Harris contends that human thought and desire are nothing more than chemical reactions in our central nervous system. These reactions are the consequence of previous chemical reactions and other random forces acting on our neural circuitry. Thus, if our actions are predetermined by what has happened before, free will is an illusion. And if there is no free will, the idea of sin and personal responsibility is a quaint and regressive idea.
But, I would counter that if there were no free will and no sin, then there is also no good or evil. What is more, there is no love, no beauty, and no joy. Friendship, music, and adventure are meaningless. They are simply illusions produced by our brain machines.

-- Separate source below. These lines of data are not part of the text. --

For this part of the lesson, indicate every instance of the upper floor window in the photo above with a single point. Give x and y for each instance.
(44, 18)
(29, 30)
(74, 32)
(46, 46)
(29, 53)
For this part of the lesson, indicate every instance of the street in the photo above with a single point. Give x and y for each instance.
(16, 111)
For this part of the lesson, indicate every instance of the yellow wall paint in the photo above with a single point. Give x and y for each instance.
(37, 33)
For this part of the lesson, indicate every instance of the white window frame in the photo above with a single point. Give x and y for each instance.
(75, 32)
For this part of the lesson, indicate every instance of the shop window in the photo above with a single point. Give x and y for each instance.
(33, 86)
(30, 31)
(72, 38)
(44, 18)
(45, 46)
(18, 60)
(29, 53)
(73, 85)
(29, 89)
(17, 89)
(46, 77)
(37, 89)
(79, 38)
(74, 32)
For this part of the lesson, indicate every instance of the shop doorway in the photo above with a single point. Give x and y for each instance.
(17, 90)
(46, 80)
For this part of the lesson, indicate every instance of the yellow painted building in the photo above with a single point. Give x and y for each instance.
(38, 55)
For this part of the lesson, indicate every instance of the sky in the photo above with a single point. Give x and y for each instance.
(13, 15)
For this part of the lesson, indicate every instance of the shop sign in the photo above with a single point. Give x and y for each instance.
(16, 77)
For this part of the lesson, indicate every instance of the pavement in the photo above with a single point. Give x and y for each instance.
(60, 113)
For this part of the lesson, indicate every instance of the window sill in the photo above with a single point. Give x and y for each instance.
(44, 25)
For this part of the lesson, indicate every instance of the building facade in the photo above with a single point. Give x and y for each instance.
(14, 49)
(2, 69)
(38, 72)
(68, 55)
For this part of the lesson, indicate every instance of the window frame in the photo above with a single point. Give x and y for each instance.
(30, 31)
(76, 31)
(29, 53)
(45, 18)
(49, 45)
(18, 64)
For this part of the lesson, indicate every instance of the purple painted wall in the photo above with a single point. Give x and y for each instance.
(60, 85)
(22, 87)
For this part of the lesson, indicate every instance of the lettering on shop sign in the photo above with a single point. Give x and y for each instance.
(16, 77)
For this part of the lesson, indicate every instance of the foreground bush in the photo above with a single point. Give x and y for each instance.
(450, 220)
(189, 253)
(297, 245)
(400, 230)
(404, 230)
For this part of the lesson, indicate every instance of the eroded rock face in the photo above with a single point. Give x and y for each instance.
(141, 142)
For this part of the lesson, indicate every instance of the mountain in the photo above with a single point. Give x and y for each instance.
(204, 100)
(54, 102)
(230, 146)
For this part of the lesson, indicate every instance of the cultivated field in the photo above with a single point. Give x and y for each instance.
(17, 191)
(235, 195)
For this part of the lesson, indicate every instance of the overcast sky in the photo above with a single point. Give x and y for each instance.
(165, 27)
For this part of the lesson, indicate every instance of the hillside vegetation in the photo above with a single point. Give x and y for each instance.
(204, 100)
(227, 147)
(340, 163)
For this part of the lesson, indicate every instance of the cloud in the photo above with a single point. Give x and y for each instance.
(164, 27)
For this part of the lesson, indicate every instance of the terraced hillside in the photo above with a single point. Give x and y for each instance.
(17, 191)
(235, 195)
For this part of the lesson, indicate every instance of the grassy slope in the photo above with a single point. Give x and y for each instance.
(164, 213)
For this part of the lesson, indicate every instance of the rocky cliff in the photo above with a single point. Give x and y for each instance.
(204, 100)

Instead of human beings we are merely zombies—physical bodies without real feelings or emotions.
In contrast to this depressing (and increasingly pervasive) worldview, the message of the gospel seems like a breath of fresh air. The Scriptures affirm our humanity as ones created in God’s image. The idea that we are sinners is actually good news. It means that change is possible. It means that we can have hope in the transforming work of Christ, rather than be subject to karma or the random physical universe. The writer of Romans said, “It is the kindness of God that leads us to repentance”. Let us be thankful for this Kindness, Who gave us the freedom to choose. During this Passion Week, let us choose the path of repentance that leads us to the Cross, which is the power of God.